Je suis actuellement à Bonavista – lieu d’arrivée de Giovanni Caboto en 1497. C’est un endroit charmant qui renaît grâce au tourisme. Ce qui frappe en arrivant, ce sont les deux gros châteaux d’eau qui surplombent la ville. Ça n’a l’air de rien comme ça, un château d’eau, mais cela m’a donné à réfléchir à l’accès à l’eau potable, droit humain fondamental selon la déclaration des Nations-Unies.

À Terre-Neuve et Labrador, il y a encore plus de 128 avertissements de bouillir l’eau avant de se laver les dents, de laver la vaisselle ou de boire et ce ne sont pas des avis ponctuels mais, en majorité, une habitude de vie. Je ne vois aucun avis similaire dans les provinces des Maritimes et c’est tant mieux. Reste la situation dans les communautés autochtones. Au Canada, 33 communautés autochtones font encore face à 52 avertissements de bouillir l’eau. Le gouvernement fédéral se réjouit que 107 avertissements de ce genre aient été levés depuis 2015, mais on est encore loin du compte.
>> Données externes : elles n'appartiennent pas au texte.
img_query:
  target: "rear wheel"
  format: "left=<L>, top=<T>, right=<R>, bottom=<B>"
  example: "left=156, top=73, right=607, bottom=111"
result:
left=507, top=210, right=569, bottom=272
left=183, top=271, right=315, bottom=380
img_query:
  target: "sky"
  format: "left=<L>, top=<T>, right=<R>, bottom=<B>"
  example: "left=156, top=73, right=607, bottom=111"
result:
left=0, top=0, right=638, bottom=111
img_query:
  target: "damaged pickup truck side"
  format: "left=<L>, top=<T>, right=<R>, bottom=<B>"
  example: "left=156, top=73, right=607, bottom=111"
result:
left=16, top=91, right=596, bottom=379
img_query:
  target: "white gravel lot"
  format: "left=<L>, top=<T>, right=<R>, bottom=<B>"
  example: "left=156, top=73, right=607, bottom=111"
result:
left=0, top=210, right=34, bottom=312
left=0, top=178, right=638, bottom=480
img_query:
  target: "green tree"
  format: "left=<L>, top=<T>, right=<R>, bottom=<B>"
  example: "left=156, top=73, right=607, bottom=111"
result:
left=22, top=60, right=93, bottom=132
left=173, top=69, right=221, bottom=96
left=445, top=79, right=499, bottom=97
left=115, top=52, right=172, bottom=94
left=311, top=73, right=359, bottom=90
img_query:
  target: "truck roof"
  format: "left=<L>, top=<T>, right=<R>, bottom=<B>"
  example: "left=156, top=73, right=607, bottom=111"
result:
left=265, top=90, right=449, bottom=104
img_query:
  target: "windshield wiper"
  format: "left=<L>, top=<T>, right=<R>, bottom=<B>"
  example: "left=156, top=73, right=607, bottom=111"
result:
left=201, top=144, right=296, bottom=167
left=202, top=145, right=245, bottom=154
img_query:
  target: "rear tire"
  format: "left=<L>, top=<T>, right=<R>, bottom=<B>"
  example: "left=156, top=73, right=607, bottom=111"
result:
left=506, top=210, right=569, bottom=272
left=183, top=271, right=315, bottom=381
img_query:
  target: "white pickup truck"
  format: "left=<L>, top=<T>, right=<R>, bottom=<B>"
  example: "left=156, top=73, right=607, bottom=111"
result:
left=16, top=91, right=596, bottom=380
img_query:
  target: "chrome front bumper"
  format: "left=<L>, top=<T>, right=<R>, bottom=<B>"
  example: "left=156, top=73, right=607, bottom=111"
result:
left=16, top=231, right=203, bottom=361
Alors où est le problème? Dans le cas de ma province, c’est une question d’argent. La majorité des petites communautés n’arrivent pas, même avec l’aide gouvernementale, à assurer les services de purification d’eau, majoritairement de surface. En 1997, le maire de Bonavista m’avait confié que sa municipalité s’endettait tous les ans un peu plus pour fournir de l’eau potable à ses citoyens. Je crois que leur problème est à présent réglé!

Dans le cas des Autochtones, c’est plus complexe: selon l’Assemblée des Premières Nations, c’est une question de réglementations, de bureaucratie et d’incompétence. J’ajouterai que ça a souvent été aussi par discrimination systémique. J’en ai eu la preuve, en 1992, dans le village Innu de Davis Inlet au Labrador. Les maisons innues n’avaient pas l’eau courante parce qu’il y avait «trop de roche pour creuser des puits» m’avait-on expliqué. Sur place, j’étais hébergée dans la résidence du curé et, miracle! il y avait l’eau courante, tout comme chez les sœurs et à l’école d’ailleurs. Fallait-il en déduire qu’il n’y avait pas de roches sous la maison du curé, des sœurs et de l’école? Ou bien que Davis Inlet comportait deux catégories de citoyens?